Mutton lahmacun (Turkish pizza) with mint and caperberry salad

I was once vegetarian for a whole afternoon. From the time I watched a Channel 4 exposé on the meat trade, until the moment I picked up the menu at a Chinese restaurant later that night. The prospect of duck pancakes and crispy beef was enough to stifle the outrage at how most of our farm animals are treated.

So apart from those four hours or so when I was a seething vegetarian, eating animals is something I’m generally ok with.


What about baby or young animals? Hmm not so sure. Is it ok to eat poussin or veal, baby squid or baby octopus? What about elvers – baby eels? Tragically denied an epic sea adventure in order to be slapped on a bit of toast in a sautéed mass with dozens of its little mates. What about suckling pig? Or indeed lamb? Can we justify ending lives early for the sake of more tender meat and a milder flavour?

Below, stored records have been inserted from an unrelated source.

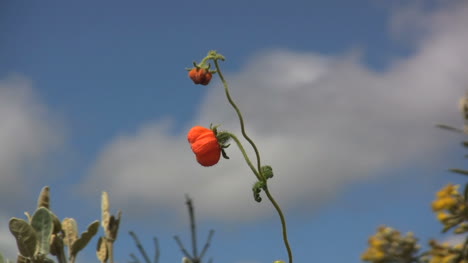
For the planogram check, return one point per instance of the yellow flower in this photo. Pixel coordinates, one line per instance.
(376, 242)
(448, 190)
(441, 216)
(444, 203)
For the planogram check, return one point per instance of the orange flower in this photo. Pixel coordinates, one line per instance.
(205, 145)
(200, 76)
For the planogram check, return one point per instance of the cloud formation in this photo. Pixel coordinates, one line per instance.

Bear in mind even if sheep are slaughtered for mutton, they’ve only been baaing for the first two of their 10 to 12 year lifespan.


Well I hunted down some mutton mince and spent the morning making Turkish pizza, in order to help me ruminate on the possibility of only eating creatures that have been properly around the block.


I first tried lahmacun a few years back on a late night stagger around Amsterdam. It was delicious. Not cheesy like normal pizza, but spicy and kebaby, rolled up around a fresh zingy salad to cut through the rich mince topping.


I mixed strong flour, yeast, milk, olive oil, sugar and salt to make a flatbread dough. After proving and rolling I topped with mutton mince cooked with onions, tomatoes, garlic and spices – salt, pepper, cumin, cinnamon, flaked chilli and allspice.


I baked in a hot oven before topping with a sharp salad of mint, caperberries, parsley, red onion and lemon juice. Spicy meaty flatbread with a full on ‘longer-lived’ flavour.